Economy - overview: After experiencing a prolonged recession in the wake of the global financial crisis that began in 2008, in 2017 Spain marked the fourth full year of positive economic growth in ten years, largely due to increased private consumption. At the onset of the financial crisis, Spain's GDP contracted by 3.7% in 2009, ending a 16-year growth trend, and continued contracting through most of 2013. In that year, the government successfully shored up struggling banks - exposed to the collapse of Spain's depressed real estate and construction sectors - and in January 2014 completed an EU-funded restructuring and recapitalization program for its financial sector.
Until 2014, credit contraction in the private sector, fiscal austerity, and high unemployment weighed on domestic consumption and investment. The unemployment rate rose from a low of about 8% in 2007 to more than 26% in 2013, but labor reforms prompted a modest reduction to 17% in 2017. High unemployment has strained Spain's public finances, as spending on social benefits increased while tax revenues fell. Spain’s budget deficit peaked at 11.4% of GDP in 2010, but Spain gradually reduced the deficit to about 3.3% of GDP in 2017. Public debt has increased substantially – from 60.1% of GDP in 2010 to nearly 96.7% in 2017.
Exports were resilient throughout the economic downturn and helped to bring Spain's current account into surplus in 2013 for the first time since 1986, where it remained through 2016. Rising labor productivity and an internal devaluation resulting from moderating labor costs and lower inflation have helped to improve foreign investor interest in the economy and positive FDI flows have been restored.

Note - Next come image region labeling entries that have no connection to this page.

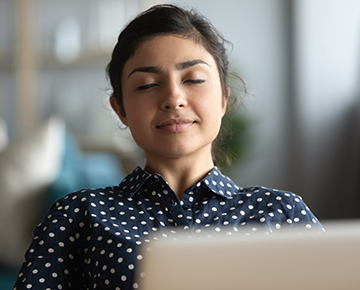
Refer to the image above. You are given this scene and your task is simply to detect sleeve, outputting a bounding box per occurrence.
[291,194,325,233]
[13,203,81,290]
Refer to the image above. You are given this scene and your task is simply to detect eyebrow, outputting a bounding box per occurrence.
[128,59,211,78]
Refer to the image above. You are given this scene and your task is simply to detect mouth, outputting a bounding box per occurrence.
[156,118,195,132]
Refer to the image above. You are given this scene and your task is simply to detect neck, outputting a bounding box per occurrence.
[145,154,214,199]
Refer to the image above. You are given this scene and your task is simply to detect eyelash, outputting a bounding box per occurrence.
[137,79,205,91]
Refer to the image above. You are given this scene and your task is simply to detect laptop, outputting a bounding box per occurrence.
[138,221,360,290]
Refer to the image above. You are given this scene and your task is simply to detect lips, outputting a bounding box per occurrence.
[156,118,195,132]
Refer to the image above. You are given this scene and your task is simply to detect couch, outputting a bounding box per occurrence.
[0,117,125,290]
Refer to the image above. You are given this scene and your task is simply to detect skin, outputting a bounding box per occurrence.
[110,35,227,199]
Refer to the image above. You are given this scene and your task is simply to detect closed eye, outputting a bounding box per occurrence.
[185,79,205,84]
[137,84,158,91]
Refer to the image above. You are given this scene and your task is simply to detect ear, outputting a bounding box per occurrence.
[221,88,231,116]
[110,96,129,126]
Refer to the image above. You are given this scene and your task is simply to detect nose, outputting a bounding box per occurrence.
[161,82,187,110]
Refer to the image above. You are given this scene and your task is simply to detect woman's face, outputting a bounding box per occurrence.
[112,35,226,162]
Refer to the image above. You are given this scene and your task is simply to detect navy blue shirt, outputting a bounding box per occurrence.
[14,167,323,290]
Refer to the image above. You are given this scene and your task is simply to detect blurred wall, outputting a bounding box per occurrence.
[0,0,360,219]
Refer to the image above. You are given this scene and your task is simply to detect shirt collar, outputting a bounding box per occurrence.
[119,166,239,199]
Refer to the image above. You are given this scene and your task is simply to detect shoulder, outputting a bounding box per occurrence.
[236,186,303,204]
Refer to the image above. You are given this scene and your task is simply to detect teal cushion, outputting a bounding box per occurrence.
[45,132,125,211]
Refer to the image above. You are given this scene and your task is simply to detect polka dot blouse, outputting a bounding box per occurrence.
[14,167,322,290]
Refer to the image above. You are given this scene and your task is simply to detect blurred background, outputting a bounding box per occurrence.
[0,0,360,289]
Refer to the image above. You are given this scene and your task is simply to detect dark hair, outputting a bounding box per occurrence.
[106,4,244,168]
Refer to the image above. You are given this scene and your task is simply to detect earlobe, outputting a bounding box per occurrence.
[222,88,231,116]
[110,96,128,126]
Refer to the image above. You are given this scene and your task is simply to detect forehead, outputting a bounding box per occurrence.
[123,35,216,75]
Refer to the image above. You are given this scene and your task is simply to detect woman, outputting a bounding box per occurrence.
[14,5,322,289]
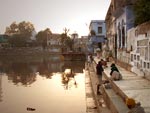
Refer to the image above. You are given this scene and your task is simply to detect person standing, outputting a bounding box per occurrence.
[110,63,122,80]
[96,61,104,94]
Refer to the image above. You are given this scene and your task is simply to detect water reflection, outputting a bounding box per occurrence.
[0,56,84,86]
[0,56,84,113]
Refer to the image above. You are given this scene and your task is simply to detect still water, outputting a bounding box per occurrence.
[0,56,86,113]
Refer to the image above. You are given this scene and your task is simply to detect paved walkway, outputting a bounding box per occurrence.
[85,64,111,113]
[95,58,150,113]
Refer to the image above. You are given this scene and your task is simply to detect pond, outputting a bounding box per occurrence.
[0,56,86,113]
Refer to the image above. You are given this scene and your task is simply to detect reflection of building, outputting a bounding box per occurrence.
[74,36,88,53]
[47,34,61,52]
[0,75,2,102]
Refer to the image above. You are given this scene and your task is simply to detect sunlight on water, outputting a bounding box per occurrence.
[0,73,86,113]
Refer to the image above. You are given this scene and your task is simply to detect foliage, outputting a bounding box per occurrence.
[134,0,150,26]
[5,21,35,38]
[5,21,35,47]
[36,28,52,48]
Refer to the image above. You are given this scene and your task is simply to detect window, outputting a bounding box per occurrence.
[98,27,102,33]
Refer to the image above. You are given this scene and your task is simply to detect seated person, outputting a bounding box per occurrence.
[101,59,107,67]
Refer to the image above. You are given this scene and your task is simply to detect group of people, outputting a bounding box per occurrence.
[96,59,122,94]
[96,60,122,81]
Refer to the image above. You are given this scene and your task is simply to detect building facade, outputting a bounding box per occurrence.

Political gridlock after the national elections in December 2015 and June 2016 and ensuing government formation process constrained the caretaker government’s ability to implement needed labor, pension, health care, tax, and education reforms— in 2016. The European Commission criticized Spain’s 2016 budget for easing austerity measures and for its alleged overly optimistic growth and deficit projections. Spain’s borrowing costs are dramatically lower since their peak in mid-2012, and with the recent uptick in economic activity, inflation has reappeared, at 2% per year.
Definition: This entry briefly describes the type of economy, including the degree of market orientation, the level of economic development, the most important natural resources, and the unique areas of specialization. It also characterizes major economic events and policy changes in the most recent 12 months and may include a statement about one or two key future macroeconomic trends.